There is a sense of eeriness at times, in Daniel Hart's haunting score and in the direction of C's "ghost". The way he stares does trigger a certain spookiness a la Michael Myers or any famous horror movie character. But this film is not a horror. It's a drama. And a human one, at that. Many viewers will likely see this as a secular view of the afterlife, on the other hand. But it's more akin to The Tree of Life than, say, Beetlejuice, what with the aforementioned Malick influences of the passage of time, and images of the cosmos and stars. And Affleck (along with Tom Hardy's performance in Dunkirk) has the most challenging and effecting body-language of any film role this year, from the different postures he makes, along with the movements of his arms and hands.

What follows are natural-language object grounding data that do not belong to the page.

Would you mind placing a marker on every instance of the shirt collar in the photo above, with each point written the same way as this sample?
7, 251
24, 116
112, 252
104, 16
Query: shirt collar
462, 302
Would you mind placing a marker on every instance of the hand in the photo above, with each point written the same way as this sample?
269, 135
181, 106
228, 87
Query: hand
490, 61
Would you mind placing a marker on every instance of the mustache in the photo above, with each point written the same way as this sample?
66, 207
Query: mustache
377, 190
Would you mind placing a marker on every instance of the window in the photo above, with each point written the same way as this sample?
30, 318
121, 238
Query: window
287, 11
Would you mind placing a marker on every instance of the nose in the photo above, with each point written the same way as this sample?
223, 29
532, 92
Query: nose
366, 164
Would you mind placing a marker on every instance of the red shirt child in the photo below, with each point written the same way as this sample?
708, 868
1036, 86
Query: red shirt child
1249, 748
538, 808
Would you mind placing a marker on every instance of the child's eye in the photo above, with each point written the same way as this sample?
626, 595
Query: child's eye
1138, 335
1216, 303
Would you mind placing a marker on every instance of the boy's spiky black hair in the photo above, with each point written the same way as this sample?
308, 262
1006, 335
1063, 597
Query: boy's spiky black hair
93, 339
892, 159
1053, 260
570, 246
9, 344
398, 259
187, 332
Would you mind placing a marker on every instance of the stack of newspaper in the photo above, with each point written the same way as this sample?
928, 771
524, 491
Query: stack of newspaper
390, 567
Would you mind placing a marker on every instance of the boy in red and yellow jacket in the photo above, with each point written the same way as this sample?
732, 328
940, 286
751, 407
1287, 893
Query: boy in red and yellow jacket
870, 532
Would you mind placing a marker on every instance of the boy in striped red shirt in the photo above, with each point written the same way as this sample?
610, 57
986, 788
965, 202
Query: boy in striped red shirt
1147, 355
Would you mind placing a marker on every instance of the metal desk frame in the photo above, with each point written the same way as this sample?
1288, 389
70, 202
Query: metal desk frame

Casey Affleck and Rooney Mara
There's not a lot of spiritual discussion here, save for one scene where an apparently pessimistic man theorizes and argues logic and science over God and believes everything will be lost and forgotten one. (C apparently reacts against this, what with the flashing lights and the implied rubbled aftermath that results.) In an early scene, C has the option of heading through a door light in the hospital, but chooses to miss it (it closes momentarily) and goes to a different "exit"--his old home.

The way the film plays with time and how it does so is very unexpected and thought-provoking. What is this character doing in this time? Does there seem to be a quick passage of time apart from reality? A quick transition to a 19th-Century pilgrim family building a home finds a little girl writing a note and leaving it under a rock (like M). And a flashback suggests that C didn't want to move, apparently attached to the house's history. Perhaps he was already a ghost before he physically became one? The ghost (no matter how absurd it looks) can poetically represent the memory of a loved one who has passed, and his/her presence in that place they left their legacy at. And if you stay through the credits, you'll hear quiet and misty effects such as winds and fields, suggesting a form of meditation and memory. I haven't seen film credits like this since, perhaps, the 1990 re-release of Fantasia, as well as Cast Away (2000) and No Country For Old Men (2007).


Perhaps no film this year has challenged or provoked me more than A Ghost Story. At its heart, it's a story about moving on. Not just from homes, but also from heartache and from tragedy.